Madame Dor was not in the room. Neither was there any visible place reserved for her when they sat down to table. Obenreizer explained that it was "the good Dor's simple habit to dine always in the middle of the day. She would make her excuses later in the evening." Vendale wondered whether the good Dor had, on this occasion, varied her domestic employment from cleaning Obenreizer's gloves to cooking Obenreizer's dinner. This at least was certain-- the dishes served were, one and all, as achievements in cookery, high above the reach of the rude elementary art of England. The dinner was unobtrusively perfect. As for the wine, the eyes of the speechless friend rolled over it, as in solemn ecstasy. Sometimes he said "Good!" when a bottle came in full; and sometimes he said "Ah!" when a bottle went out empty--and there his contributions to the gaiety of the evening ended.
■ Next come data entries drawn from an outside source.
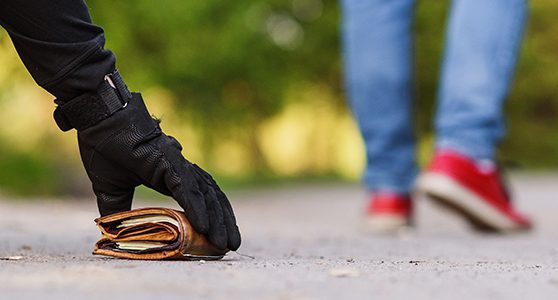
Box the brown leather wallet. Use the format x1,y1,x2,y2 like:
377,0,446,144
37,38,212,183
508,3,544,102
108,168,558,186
93,207,228,260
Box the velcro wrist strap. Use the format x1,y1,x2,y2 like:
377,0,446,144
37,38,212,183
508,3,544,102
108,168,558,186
54,70,132,131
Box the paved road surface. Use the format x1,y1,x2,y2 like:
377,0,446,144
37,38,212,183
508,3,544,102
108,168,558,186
0,175,558,300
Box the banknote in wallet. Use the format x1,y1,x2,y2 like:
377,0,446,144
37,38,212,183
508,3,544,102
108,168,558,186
93,207,228,260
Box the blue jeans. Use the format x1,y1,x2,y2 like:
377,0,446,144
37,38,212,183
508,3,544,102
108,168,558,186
342,0,527,193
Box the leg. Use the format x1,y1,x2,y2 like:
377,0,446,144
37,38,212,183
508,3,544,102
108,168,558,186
417,0,532,232
342,0,416,193
0,0,241,250
436,0,526,160
0,0,115,100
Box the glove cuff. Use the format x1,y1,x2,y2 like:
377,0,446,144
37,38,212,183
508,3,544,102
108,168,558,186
54,70,132,131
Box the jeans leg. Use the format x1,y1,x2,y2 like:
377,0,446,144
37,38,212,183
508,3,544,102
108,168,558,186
342,0,416,193
0,0,115,100
436,0,527,159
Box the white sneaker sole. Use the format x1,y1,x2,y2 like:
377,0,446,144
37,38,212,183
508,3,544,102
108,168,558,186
416,173,528,232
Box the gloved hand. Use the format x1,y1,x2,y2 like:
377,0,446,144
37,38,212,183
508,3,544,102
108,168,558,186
55,71,241,250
Silence is occasionally infectious. Oppressed by private anxieties of their own, Marguerite and Vendale appeared to feel the influence of the speechless friend. The whole responsibility of keeping the talk going rested on Obenreizer's shoulders, and manfully did Obenreizer sustain it. He opened his heart in the character of an enlightened foreigner, and sang the praises of England. When other topics ran dry, he returned to this inexhaustible source, and always set the stream running again as copiously as ever. Obenreizer would have given an arm, an eye, or a leg to have been born an Englishman. Out of England there was no such institution as a home, no such thing as a fireside, no such object as a beautiful woman.